Average is over. Long live average.
“High-speed rail” is a bit of misleading name: airplanes travel at a much faster speed. It might be better to call it “high-speed for rail” instead. Or call it “average-speed by rail”.
Of course, if you did refer to high-speed rail by any of those names, you probably wouldn’t have governments like Ontario’s pledging to spend 11 billion dollars to build a high-speed rail line from Toronto to Kitchener-Waterloo and London, Ontario. Even to those who support rail transport over less efficient, more polluting air and road transport, this move is difficult to justify from an economic perspective, given the population density of Southwest Ontario.
While high-speed rail is a good idea in populous areas where conventional rail options are already numerous (although even the Boston-New York-Washington corridor does not have one yet, which should set off alarm bells for those who think the Toronto-Guelph-Kitchener-London corridor, or even the larger Toronto-Windsor corridor, should build one) there are five main problems with high-speed rail in a place like Ontario.
One, it is much more expensive to build than conventional rail. Two, it has fewer stops and so can serve fewer cities than conventional rail. Three, it is less fuel-efficient than conventional rail. Four, it has much less capacity than conventional rail (if you double the speed of a rail line, you generally also must double the safe and comfortable distance required between each train, and so end up halving the capacity of the rail line) and so is much more expensive than conventional rail (unless wastefully subsidised by governments).

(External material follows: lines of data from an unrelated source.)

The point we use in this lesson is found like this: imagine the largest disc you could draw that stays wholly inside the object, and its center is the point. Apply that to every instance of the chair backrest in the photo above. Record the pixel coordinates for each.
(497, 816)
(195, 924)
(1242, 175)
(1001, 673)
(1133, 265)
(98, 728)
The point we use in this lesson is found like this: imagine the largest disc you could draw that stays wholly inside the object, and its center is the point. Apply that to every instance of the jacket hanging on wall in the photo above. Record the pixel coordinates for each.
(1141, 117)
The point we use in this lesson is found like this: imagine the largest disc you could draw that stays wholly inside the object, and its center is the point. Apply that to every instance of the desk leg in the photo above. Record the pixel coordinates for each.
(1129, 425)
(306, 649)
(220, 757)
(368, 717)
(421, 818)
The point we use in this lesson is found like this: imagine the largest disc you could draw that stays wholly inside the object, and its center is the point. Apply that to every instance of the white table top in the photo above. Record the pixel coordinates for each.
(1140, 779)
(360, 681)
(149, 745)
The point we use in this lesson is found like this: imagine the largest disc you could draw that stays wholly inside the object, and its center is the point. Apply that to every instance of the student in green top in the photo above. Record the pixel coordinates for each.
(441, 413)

And fifth, yes it goes faster, but what’s the rush? What’s so bad about the existing 2.5 hour train from Toronto to London, Ontario…especially now that most people will soon have noise-cancelling wireless headphones and ultra-lightweight computers? And especially if e-commuting means that people will not have to make the trip as often as they otherwise might, or might be able to get work done while on the train. And anyway, don’t we continue to be told that automation and digital outsourcing going to do more and more of our work? Why exactly is someone rushing to or from Toronto so frequently that so much of our tax dollars should go to this “high-speed” train?
Instead of high-speed, high-cost rail, what Ontario could spend that 11 billion on instead is low-cost, high-comfort rail: rail on which it would be easy to work, relax, or sleep, and on which the needs of aging Baby Boomers who make up the biggest chunk of Ontario’s population, who are now already in their 60s and 70s, could be catered to more (making it easier to stow heavy suitcases, more bathroom capacity, etc.).
Indeed, what is really needed is not a way for to reach cities like London, Ontario or Kitchener-Waterloo, or even Windsor(-Detroit) without having to take a slow conventional train, but rather a way to reach more distant cities like Ottawa, Montreal, Chicago, and New York (all roughly 400-800 km from Toronto) without having to take a slow conventional train or an airplane. Ideally, we would have a train that is affordably priced, and so comfortable and smooth (i.e. with so few accelerations, decelerations, or bumps) that, at a low speed of 50-100 km an hour, a passenger could sleep easily though the night and wake up 400-800 km away. Even that would probably cost less than high-speed rail.